We are developing a small tool that will allow a person to draw a polygon on a Google Map, and it will return zip codes that overlap the drawn overlay(s). I figured this would be a great time to dive into a NoSQL database, since I've heard great things about performance when dealing with large sets of data.
So I took all of the ZCTA (Zip Code Tabulation Area) shape data from the US Census 2010 data set and loaded it into a MongoDB as follows. Sample document:
{ "ZipCode" : 12345,
"Polygon" : { type : "Polygon",
coordinates: [[[lng1, lat1],[lng2, lat2], ... , [lngN, latN]]]}}
I also have an index set on the Polygon column as follows:
db.ZipCodes.ensureIndex({"Polygon" : "2dsphere"})
Finally, I translate the points from the google polygon into another GeoJSON polygon, and query the data using $geoIntersects as follows:
db.<collection>.find( { "Polygon" :
{ $geoIntersects :
{ $geometry :
{ type : "Polygon" ,
coordinates : [[[lng1,lat1], [lng2,lat2], ... , [lngN, latN]]]
} } } } )
This works great when the overlay polygon is small, but when the polygon spans, say, a couple of states (US), the query takes forever ( > 20 min!).

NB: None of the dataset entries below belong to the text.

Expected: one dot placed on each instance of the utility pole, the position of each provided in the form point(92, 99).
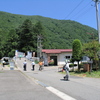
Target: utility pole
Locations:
point(97, 16)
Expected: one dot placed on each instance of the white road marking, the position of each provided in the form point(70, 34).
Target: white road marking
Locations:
point(60, 94)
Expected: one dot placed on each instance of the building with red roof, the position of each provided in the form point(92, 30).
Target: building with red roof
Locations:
point(56, 56)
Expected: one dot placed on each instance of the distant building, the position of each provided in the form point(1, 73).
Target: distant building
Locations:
point(58, 56)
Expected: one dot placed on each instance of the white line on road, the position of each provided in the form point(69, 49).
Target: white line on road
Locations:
point(60, 94)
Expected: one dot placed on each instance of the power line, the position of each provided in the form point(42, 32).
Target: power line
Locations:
point(74, 9)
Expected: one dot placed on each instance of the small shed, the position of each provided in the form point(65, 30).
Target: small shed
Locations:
point(57, 56)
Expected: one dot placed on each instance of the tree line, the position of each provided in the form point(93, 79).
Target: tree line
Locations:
point(24, 38)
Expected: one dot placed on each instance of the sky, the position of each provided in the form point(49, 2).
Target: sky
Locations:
point(82, 11)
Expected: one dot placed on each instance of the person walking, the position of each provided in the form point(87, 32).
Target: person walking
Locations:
point(66, 68)
point(24, 65)
point(40, 65)
point(33, 65)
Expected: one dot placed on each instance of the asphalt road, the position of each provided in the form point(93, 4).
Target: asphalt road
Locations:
point(39, 85)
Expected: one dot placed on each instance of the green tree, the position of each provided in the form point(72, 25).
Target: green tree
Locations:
point(27, 40)
point(77, 51)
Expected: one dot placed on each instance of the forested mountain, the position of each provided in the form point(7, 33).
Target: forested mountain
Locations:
point(59, 33)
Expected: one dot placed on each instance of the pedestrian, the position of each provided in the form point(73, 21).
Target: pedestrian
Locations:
point(33, 65)
point(40, 65)
point(3, 63)
point(66, 68)
point(24, 65)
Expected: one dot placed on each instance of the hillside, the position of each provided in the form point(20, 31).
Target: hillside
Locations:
point(60, 33)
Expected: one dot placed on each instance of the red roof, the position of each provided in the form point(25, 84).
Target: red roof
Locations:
point(56, 50)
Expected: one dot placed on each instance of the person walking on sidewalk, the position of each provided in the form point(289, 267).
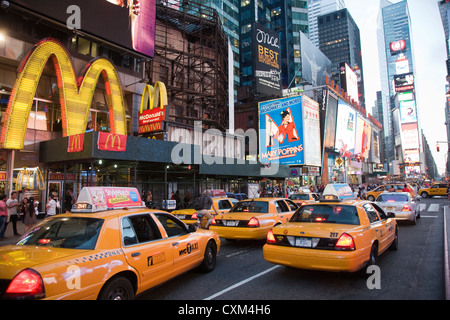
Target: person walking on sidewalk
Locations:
point(3, 215)
point(12, 203)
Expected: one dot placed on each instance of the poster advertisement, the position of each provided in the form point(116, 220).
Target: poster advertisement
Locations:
point(281, 131)
point(345, 130)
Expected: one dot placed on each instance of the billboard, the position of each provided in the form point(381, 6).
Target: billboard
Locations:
point(266, 50)
point(128, 24)
point(289, 131)
point(363, 137)
point(404, 82)
point(345, 130)
point(315, 65)
point(349, 81)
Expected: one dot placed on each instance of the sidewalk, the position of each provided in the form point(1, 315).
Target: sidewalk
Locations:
point(446, 251)
point(10, 238)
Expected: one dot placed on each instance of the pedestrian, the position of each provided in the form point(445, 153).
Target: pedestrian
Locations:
point(30, 217)
point(3, 215)
point(207, 205)
point(51, 206)
point(12, 204)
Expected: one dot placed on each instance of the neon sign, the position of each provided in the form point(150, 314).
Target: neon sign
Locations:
point(75, 94)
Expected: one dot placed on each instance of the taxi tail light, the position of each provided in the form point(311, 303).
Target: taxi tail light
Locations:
point(27, 284)
point(406, 208)
point(345, 242)
point(253, 222)
point(271, 237)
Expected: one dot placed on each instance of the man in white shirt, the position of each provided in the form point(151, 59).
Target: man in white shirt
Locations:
point(51, 206)
point(12, 204)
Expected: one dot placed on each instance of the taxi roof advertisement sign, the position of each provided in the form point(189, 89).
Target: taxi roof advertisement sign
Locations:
point(286, 128)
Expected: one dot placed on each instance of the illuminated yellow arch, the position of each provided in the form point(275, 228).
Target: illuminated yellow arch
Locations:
point(151, 95)
point(75, 96)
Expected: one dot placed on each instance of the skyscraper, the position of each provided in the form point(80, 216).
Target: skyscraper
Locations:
point(318, 8)
point(400, 121)
point(339, 40)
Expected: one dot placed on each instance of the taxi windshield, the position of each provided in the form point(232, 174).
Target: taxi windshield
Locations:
point(65, 232)
point(299, 196)
point(393, 197)
point(341, 214)
point(251, 206)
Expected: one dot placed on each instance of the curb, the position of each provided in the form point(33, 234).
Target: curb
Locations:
point(446, 252)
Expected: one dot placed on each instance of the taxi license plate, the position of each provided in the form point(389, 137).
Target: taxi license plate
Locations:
point(303, 242)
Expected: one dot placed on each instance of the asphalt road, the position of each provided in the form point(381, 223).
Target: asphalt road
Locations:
point(414, 271)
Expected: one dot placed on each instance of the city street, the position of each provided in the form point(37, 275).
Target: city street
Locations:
point(415, 271)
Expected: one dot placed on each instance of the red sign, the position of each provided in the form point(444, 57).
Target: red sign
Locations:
point(151, 120)
point(112, 142)
point(76, 143)
point(397, 46)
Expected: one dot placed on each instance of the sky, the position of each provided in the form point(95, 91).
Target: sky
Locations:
point(428, 42)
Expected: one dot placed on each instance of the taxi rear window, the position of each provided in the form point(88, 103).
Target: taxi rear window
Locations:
point(251, 206)
point(340, 214)
point(68, 233)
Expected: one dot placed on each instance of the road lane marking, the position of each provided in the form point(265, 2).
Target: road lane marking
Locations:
point(234, 286)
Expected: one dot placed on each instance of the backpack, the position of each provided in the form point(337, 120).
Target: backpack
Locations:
point(199, 203)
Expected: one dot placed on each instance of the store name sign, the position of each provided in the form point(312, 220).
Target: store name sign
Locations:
point(75, 94)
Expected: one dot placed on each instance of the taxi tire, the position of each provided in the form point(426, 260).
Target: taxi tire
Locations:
point(117, 288)
point(209, 259)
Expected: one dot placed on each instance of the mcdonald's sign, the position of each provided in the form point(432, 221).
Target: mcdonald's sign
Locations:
point(112, 142)
point(75, 95)
point(75, 143)
point(152, 117)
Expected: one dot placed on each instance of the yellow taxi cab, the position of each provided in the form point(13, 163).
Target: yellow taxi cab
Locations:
point(222, 204)
point(110, 247)
point(333, 234)
point(302, 198)
point(253, 218)
point(373, 194)
point(437, 189)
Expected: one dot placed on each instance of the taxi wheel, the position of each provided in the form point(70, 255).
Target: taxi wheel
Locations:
point(118, 288)
point(209, 260)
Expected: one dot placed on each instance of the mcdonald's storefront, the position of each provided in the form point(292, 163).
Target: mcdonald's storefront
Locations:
point(48, 146)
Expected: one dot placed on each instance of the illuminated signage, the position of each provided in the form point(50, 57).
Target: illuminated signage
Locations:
point(75, 95)
point(151, 117)
point(112, 142)
point(397, 46)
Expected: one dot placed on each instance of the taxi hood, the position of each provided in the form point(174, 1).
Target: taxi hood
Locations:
point(14, 259)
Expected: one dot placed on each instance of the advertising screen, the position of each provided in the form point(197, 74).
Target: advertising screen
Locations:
point(345, 130)
point(128, 24)
point(281, 131)
point(363, 137)
point(266, 50)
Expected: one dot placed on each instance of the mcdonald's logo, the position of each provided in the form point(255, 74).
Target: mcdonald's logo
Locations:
point(152, 117)
point(75, 143)
point(75, 96)
point(112, 142)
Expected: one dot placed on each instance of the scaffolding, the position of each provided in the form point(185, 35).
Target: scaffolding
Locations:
point(191, 58)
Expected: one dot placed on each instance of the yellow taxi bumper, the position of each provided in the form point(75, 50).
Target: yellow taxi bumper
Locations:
point(326, 260)
point(241, 233)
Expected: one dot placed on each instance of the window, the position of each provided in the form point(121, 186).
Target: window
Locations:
point(139, 229)
point(173, 226)
point(371, 213)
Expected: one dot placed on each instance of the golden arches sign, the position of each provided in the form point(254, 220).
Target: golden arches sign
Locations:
point(75, 96)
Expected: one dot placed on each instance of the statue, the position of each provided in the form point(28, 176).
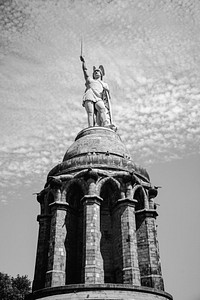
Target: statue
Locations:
point(96, 98)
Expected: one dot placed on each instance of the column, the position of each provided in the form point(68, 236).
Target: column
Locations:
point(56, 273)
point(93, 269)
point(148, 251)
point(42, 252)
point(126, 216)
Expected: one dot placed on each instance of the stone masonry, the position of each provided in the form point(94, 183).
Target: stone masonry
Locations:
point(97, 227)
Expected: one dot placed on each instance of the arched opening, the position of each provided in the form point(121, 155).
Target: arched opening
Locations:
point(140, 197)
point(110, 194)
point(74, 237)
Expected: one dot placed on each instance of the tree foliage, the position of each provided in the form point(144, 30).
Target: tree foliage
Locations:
point(14, 288)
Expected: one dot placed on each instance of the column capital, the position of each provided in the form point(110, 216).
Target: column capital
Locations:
point(147, 213)
point(59, 205)
point(125, 202)
point(43, 218)
point(91, 199)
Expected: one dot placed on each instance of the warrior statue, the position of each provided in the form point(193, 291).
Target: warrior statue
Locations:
point(96, 98)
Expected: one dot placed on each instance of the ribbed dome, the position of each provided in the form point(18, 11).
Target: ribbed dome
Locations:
point(98, 140)
point(97, 147)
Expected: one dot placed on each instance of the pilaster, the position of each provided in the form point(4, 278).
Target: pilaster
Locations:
point(42, 252)
point(93, 264)
point(56, 272)
point(148, 251)
point(125, 209)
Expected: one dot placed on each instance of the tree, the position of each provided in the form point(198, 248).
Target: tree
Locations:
point(14, 288)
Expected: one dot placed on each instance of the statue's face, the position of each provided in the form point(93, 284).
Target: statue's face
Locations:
point(97, 74)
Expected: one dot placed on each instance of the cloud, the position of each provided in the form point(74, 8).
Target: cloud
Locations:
point(152, 62)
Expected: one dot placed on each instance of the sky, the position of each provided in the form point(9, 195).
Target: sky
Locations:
point(151, 54)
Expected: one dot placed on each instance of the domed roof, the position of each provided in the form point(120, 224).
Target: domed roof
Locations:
point(96, 140)
point(97, 147)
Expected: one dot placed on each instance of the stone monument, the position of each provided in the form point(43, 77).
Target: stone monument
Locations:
point(97, 226)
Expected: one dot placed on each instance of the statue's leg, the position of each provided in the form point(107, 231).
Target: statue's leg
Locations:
point(100, 107)
point(89, 106)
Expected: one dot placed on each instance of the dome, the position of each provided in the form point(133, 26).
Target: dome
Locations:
point(97, 147)
point(96, 140)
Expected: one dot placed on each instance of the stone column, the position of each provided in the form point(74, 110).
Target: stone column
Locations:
point(148, 251)
point(126, 215)
point(93, 264)
point(56, 273)
point(42, 252)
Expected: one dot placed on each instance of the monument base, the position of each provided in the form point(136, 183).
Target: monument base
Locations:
point(100, 292)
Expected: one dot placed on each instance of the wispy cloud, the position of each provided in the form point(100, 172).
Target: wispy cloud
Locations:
point(152, 61)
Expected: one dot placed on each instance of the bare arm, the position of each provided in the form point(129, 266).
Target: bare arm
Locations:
point(85, 72)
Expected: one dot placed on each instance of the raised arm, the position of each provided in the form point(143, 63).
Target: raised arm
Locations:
point(85, 72)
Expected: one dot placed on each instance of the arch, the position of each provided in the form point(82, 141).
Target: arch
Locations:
point(140, 196)
point(73, 193)
point(109, 190)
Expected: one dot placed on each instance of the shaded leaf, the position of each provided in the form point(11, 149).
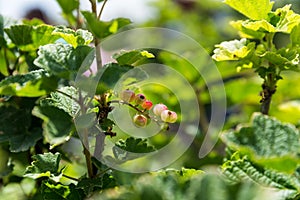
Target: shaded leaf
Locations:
point(57, 125)
point(44, 165)
point(268, 142)
point(33, 84)
point(68, 5)
point(54, 190)
point(241, 168)
point(14, 127)
point(131, 145)
point(61, 101)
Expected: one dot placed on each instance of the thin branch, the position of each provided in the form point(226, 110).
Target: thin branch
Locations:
point(102, 8)
point(94, 6)
point(76, 100)
point(130, 105)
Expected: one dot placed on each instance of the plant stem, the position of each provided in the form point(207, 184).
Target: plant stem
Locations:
point(96, 40)
point(85, 141)
point(101, 10)
point(269, 88)
point(88, 160)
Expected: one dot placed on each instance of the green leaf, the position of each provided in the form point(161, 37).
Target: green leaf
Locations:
point(2, 39)
point(110, 74)
point(133, 145)
point(75, 38)
point(287, 19)
point(295, 39)
point(268, 142)
point(245, 32)
point(68, 5)
point(133, 58)
point(61, 101)
point(233, 50)
point(253, 9)
point(44, 165)
point(62, 60)
point(33, 84)
point(241, 168)
point(89, 185)
point(170, 184)
point(285, 58)
point(256, 29)
point(103, 29)
point(14, 127)
point(54, 190)
point(29, 38)
point(57, 126)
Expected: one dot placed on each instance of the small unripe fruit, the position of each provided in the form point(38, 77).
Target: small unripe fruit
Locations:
point(139, 99)
point(168, 116)
point(127, 95)
point(140, 120)
point(147, 105)
point(158, 108)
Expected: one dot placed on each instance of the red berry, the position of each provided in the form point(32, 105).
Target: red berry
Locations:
point(139, 99)
point(140, 120)
point(168, 116)
point(158, 108)
point(127, 95)
point(147, 104)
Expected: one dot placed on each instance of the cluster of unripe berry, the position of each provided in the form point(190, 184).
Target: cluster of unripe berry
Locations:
point(141, 118)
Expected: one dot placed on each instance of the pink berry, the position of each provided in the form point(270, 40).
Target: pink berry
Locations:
point(147, 105)
point(158, 108)
point(139, 99)
point(127, 95)
point(168, 116)
point(140, 120)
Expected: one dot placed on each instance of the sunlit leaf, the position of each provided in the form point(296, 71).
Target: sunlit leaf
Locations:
point(254, 9)
point(29, 38)
point(75, 38)
point(232, 50)
point(133, 58)
point(63, 60)
point(33, 84)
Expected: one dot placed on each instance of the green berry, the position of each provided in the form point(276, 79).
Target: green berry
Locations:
point(168, 116)
point(140, 120)
point(127, 95)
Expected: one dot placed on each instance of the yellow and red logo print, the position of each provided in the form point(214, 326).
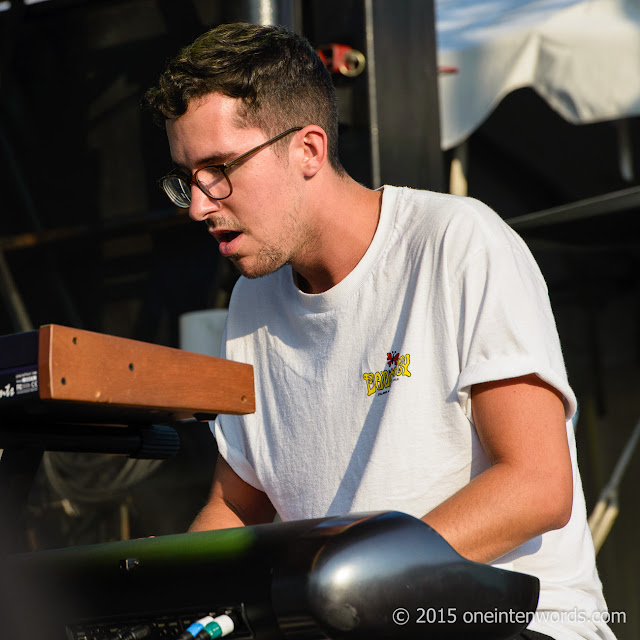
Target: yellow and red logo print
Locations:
point(380, 381)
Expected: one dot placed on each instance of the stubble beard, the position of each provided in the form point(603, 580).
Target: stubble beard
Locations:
point(270, 257)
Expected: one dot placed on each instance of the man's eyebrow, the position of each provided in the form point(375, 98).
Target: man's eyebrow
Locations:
point(215, 158)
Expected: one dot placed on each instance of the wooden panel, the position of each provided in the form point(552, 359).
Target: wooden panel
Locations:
point(86, 367)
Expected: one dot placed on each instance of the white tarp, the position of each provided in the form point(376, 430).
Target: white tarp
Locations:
point(581, 56)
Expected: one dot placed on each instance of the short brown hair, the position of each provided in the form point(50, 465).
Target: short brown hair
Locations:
point(278, 76)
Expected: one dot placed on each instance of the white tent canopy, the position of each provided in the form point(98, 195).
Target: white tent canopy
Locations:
point(581, 56)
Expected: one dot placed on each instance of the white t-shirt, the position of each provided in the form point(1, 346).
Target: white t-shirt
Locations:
point(363, 392)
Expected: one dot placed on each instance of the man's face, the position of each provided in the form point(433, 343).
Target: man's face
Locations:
point(259, 226)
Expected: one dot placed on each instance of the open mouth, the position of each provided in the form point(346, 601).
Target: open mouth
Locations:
point(228, 236)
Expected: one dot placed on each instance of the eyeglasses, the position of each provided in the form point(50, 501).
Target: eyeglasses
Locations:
point(212, 180)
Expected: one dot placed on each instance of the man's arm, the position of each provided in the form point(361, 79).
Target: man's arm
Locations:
point(232, 502)
point(529, 488)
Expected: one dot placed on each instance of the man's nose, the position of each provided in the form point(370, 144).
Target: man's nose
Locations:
point(201, 204)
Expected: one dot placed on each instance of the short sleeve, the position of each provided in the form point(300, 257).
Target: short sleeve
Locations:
point(505, 325)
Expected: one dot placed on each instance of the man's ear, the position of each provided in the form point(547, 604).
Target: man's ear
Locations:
point(314, 156)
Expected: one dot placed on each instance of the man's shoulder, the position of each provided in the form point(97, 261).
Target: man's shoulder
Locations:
point(421, 214)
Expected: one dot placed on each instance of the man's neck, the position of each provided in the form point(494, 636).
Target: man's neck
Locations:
point(345, 225)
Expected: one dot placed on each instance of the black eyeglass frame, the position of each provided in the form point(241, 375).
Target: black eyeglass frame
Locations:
point(220, 167)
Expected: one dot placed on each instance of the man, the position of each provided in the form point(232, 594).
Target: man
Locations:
point(404, 349)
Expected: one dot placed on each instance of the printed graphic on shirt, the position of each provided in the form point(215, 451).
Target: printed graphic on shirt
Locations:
point(380, 381)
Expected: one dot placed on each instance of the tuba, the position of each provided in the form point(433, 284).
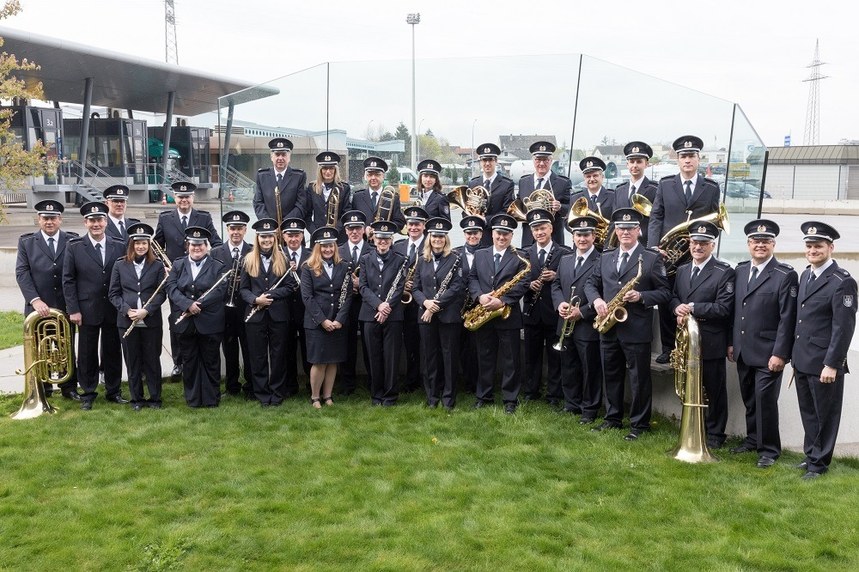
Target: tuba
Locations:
point(686, 361)
point(675, 243)
point(47, 359)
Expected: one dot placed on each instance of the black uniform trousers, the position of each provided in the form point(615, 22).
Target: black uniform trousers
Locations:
point(267, 346)
point(820, 410)
point(619, 359)
point(142, 349)
point(491, 342)
point(760, 389)
point(201, 367)
point(383, 345)
point(440, 348)
point(235, 338)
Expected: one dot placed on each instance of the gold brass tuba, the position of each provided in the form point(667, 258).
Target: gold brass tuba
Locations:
point(47, 359)
point(686, 361)
point(676, 241)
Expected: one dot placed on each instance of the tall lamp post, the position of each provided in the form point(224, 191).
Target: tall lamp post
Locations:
point(413, 20)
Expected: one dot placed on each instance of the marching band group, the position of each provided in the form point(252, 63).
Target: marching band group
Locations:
point(458, 314)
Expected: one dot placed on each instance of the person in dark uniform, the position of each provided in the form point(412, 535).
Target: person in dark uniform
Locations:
point(638, 155)
point(412, 248)
point(538, 314)
point(231, 254)
point(326, 290)
point(39, 272)
point(367, 200)
point(495, 269)
point(170, 236)
point(296, 255)
point(432, 198)
point(704, 288)
point(761, 338)
point(679, 198)
point(201, 326)
point(292, 184)
point(438, 294)
point(581, 364)
point(381, 281)
point(137, 292)
point(264, 288)
point(116, 199)
point(825, 322)
point(352, 251)
point(544, 178)
point(321, 199)
point(626, 346)
point(472, 228)
point(87, 268)
point(499, 187)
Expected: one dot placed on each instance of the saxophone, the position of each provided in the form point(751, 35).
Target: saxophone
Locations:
point(617, 307)
point(477, 317)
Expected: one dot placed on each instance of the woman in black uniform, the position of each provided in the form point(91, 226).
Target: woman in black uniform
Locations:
point(326, 289)
point(137, 291)
point(264, 287)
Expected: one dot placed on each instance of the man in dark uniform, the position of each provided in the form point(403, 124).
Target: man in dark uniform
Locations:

How can I bring this down to a more reasonable response time? I have indexed the zip code polygons, and since that's all I'm querying against, I would assume this would be as optimized as it can be. Am I indexing incorrectly?
Thanks in advance!
After tearing my hair out trying to figure out the best way to accomplish better performance in MongoDB, I decided to try our existing standard DB, SQL Server. I guess my low expectations for SQL Server's geospatial functionality were unfounded. The query ran in < 12 seconds without an index, and didn't scale up exponentially like MongoDB for larger drawn polygons. After adding an index, most queries are in the 1 second range.
I guess I'll be sticking with what I know. I really had high hopes for MongoDB, but geospatial performance is severely lacking (or severely under-documented on how to improve it).